One of the ways in which cloud can end up costing more is based on the load balancing service you choose to use.
Load balancing is at the heart of every cloud computing model. Without load balancing of some kind you can't scale, and scalability is one of cloud's biggest benefits, as well as a top driver according to North Bridge Ventures 2014 Future of Cloud.
Load balancing, of course, distributes load across multiple instances of an application to enable scale, improve performance, and maintain availability. In most cloud environments, where provider supplied load balancing services are made available, these services are based on a scale out model, meaning scalability is based purely on the cloning of new application instances when demand reaches a certain (usually customer defined) threshold.
Now, that's all pretty simple stuff. All load balancing services offer scalability this way. What separates enterprise class load balancing from the simplistic offerings from providers is the ability to optimize server-side (virtual or physical) resource utilization in order to eke out the most capacity from each one, without compromising on other service level requirements such as performance.

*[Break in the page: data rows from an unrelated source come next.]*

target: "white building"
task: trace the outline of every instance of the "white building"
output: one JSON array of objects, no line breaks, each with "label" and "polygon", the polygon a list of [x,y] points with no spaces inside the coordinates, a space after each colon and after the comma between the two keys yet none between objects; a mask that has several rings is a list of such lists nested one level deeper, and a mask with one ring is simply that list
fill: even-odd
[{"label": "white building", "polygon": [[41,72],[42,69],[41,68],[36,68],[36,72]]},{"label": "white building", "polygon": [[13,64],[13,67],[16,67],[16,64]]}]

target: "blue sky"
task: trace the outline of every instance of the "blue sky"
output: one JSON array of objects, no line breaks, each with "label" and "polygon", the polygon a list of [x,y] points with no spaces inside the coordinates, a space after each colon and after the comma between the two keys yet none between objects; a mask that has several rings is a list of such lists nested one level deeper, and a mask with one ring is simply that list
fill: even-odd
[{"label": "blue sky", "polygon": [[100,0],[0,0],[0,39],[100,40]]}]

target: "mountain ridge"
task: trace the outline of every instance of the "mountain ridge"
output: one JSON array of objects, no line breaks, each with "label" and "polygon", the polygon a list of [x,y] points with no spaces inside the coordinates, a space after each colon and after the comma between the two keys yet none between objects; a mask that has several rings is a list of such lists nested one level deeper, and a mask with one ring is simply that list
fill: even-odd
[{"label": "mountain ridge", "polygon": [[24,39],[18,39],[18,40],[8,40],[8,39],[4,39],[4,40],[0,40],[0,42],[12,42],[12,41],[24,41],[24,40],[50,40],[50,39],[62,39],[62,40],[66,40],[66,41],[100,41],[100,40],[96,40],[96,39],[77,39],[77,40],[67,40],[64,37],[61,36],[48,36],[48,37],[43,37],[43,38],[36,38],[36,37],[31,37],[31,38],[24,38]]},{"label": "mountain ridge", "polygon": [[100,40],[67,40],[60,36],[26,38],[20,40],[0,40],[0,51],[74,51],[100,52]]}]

Enterprise class load balancing services achieve this by using a variety of TCP optimizations designed to offload protocol overhead from the server (instance). TCP multiplexing and response buffering capabilities enable enterprise class load balancing to improve the capacity of servers (instances) by 25% or more, on average.
Obviously if a server (instance) can serve 25% more user requests, you don't scale out as quickly. In other words, you aren't launching more instances as frequently. Which means you aren't paying for more instances as often, either. Interesting, isn't that?
Enterprise load balancing services also offer a variety of load balancing algorithms, each of which has advantages and disadvantages. All load balancing services generally support the most basic of algorithms, round robin, but more sophisticated algorithms are rarely implemented. It is here, along with TCP optimizations, that efficient scalability becomes problematic. Round robin is application and server load agnostic, meaning it doesn't care if the instance selected has 400 connections while a second instance has only 50, it's still going to send that request to the next one in line. While least connections may not be the most efficient algorithm available, it's definitely more application load-aware than round robin.
Most enterprise driven load balancing algorithms take into consideration in some way - whether through weights or connection counts - the load on a given application instance. Rather than just distribute requests, they attempt to efficiently and equally distribute requests in order to maximize resource utilization without impacting performance or availability.
Thus, the use of simple load balancing services with rudimentary algorithmic support and an apathetic view toward server (instance) load serves to distribute load unequally.
These load balancing services do, however, serve to ensure that more instances are launched and more bandwidth is used, which necessarily incurs additional costs.
The load balancing service you choose does ultimately impact the overall cost of cloud. While its not the primary cause behind observations from organizations like Evernote, it's certainly a contributor.